The NetBible notes say over 200 scenarios for baptism for the dead have been suggested as possibilities! The large number makes sense since there is so little background information on this topic. It’s obscurity leads to wild speculation.
Of those speculations I personally like the one where the person baptized is taking the place of a martyred Christian. Is it possible it’s a baptism in addition to the one when he was baptized for his salvation? Baptism was not exclusive to Christianity and was sometimes used to bring initiates into a specific group. Would it be reasonable to think a Christian might be willing to commit to stand next in line for martyrdom taking the place of a beloved fallen Christian? As we look at the context this is a great fit.
It is also complete conjecture as are practically all the suggestions. Frankly, barring some archaeological discovery, I doubt we will ever know what the reference is.
A list of what it’s not, based on the clear teaching of scripture, is helpful.
It’s not something that saves those:
who don’t choose, wish or want it. Revelation 22:17
without faith. Hebrew 11:6
who do not repent and are not baptized. Acts 2:38
who do bad things while “in the body.” 2 Corinthians 5:10
There’s also room to argue it refers to a practice Paul does not necessarily approve. First, as we have pointed out, this reference to baptism for the dead is obscure.
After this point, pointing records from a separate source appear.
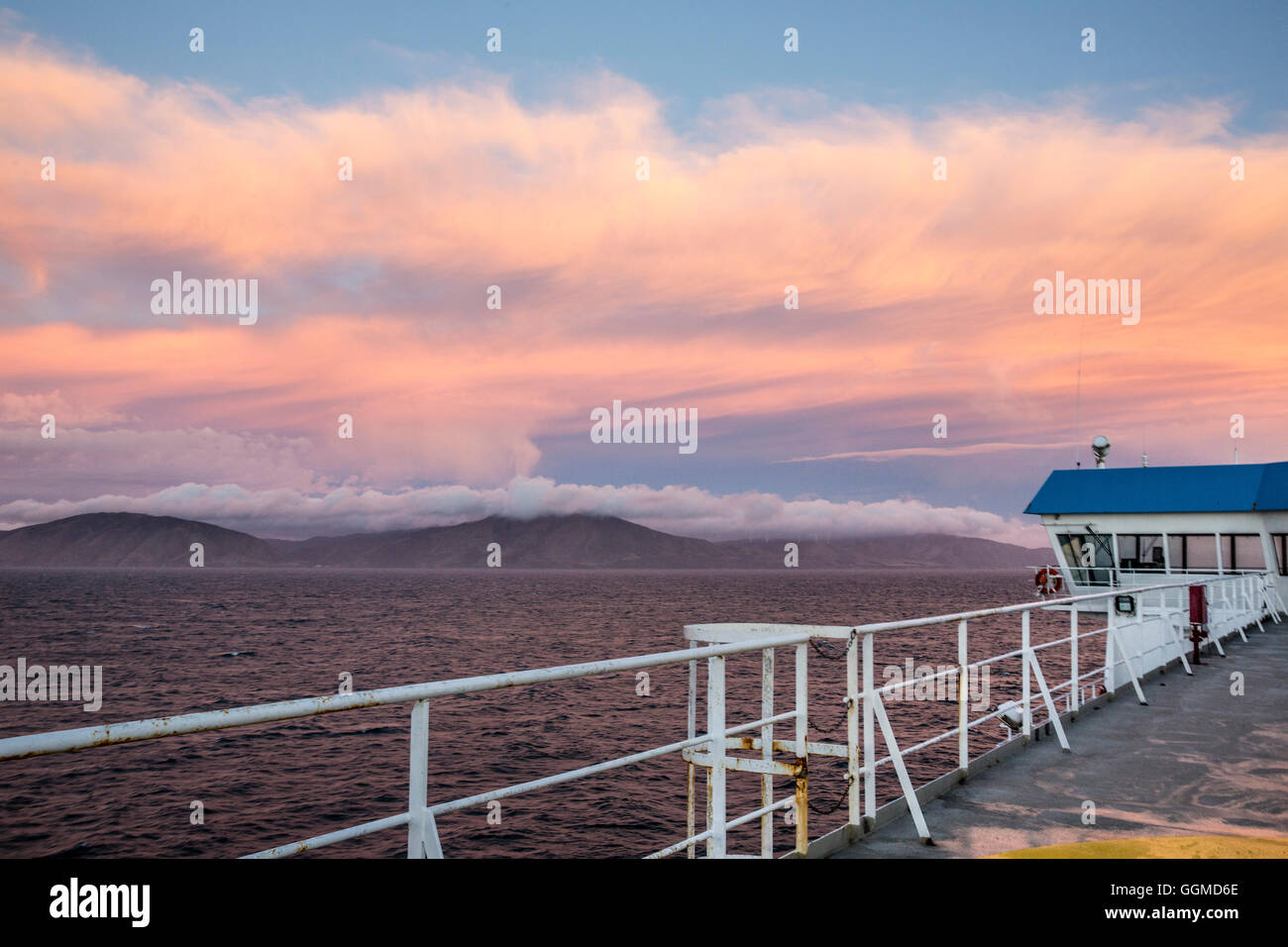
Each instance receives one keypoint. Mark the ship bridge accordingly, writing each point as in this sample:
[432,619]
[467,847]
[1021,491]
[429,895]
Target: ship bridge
[1132,526]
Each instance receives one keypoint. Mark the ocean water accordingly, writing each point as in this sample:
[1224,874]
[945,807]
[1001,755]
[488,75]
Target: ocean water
[198,639]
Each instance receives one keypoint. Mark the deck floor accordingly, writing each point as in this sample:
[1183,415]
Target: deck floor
[1196,761]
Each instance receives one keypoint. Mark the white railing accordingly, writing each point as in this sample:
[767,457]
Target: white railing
[1155,611]
[1236,602]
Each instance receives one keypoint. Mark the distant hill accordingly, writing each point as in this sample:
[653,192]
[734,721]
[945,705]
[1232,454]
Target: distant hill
[553,541]
[130,539]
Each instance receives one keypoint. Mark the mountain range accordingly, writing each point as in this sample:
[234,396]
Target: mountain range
[137,540]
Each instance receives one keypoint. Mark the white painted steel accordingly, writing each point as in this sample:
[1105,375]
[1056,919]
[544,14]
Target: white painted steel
[1235,602]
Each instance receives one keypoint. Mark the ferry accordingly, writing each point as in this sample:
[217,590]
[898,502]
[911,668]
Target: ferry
[1154,565]
[1137,526]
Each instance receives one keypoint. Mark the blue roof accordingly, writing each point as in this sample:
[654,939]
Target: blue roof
[1215,488]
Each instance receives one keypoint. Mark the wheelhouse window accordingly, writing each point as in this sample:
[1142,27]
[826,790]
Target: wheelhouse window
[1089,557]
[1196,552]
[1241,552]
[1140,552]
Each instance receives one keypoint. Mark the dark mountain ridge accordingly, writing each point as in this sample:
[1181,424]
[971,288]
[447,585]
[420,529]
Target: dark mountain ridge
[549,541]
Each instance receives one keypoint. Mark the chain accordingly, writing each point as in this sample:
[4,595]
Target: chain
[828,654]
[818,808]
[832,656]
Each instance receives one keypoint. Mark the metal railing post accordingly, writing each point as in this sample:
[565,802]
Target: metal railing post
[870,740]
[803,748]
[691,815]
[421,828]
[767,751]
[717,822]
[962,710]
[1111,671]
[851,728]
[1024,660]
[1074,682]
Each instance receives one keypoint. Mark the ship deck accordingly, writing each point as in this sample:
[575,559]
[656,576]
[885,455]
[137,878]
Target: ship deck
[1196,761]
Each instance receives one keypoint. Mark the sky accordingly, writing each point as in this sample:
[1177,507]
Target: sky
[912,170]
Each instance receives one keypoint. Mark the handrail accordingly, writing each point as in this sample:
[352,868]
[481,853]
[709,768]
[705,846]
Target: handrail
[153,728]
[1236,602]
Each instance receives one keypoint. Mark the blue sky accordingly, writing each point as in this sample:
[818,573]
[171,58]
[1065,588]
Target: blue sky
[915,55]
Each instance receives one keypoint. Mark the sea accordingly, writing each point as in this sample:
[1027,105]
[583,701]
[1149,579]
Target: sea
[179,641]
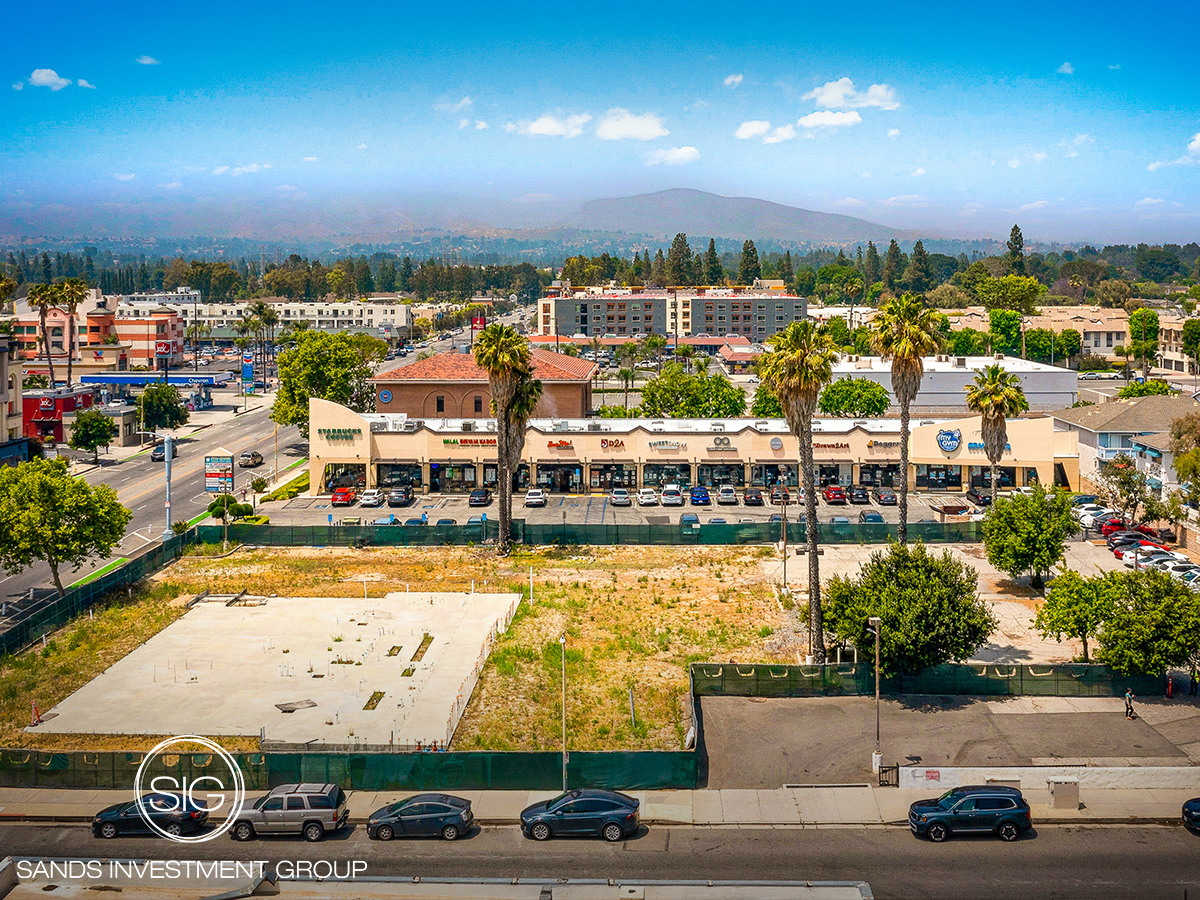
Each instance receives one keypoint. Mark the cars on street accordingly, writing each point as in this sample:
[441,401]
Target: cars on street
[424,815]
[310,809]
[592,813]
[971,809]
[172,813]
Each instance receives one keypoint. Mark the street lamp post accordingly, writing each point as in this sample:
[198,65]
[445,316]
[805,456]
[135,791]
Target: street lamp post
[877,756]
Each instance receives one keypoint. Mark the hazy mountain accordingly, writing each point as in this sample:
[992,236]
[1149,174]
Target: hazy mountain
[709,215]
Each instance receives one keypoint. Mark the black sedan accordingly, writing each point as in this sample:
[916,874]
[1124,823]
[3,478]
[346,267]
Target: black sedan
[169,811]
[426,815]
[609,814]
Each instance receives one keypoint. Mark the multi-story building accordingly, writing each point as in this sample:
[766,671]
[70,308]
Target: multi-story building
[688,312]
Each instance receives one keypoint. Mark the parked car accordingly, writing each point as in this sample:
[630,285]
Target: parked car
[607,814]
[171,811]
[835,495]
[971,810]
[250,459]
[310,809]
[345,497]
[425,815]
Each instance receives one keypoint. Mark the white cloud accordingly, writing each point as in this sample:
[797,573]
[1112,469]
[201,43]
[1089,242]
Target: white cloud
[622,125]
[826,119]
[552,126]
[753,129]
[843,95]
[48,78]
[673,156]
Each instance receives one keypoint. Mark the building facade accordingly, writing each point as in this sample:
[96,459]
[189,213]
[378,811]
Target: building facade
[595,455]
Not only does no other writer mention it in scripture, but neither does Paul mention it elsewhere. If this is an approved practice why is it not described and explained?
Another strong point is Paul does not say “we” but “they” in reference to those who are baptizing for the dead. In doing so he creates grammatical distance between himself and this practice. Was that his intention? One could argue it was not, but it certainly makes his approval doubtful.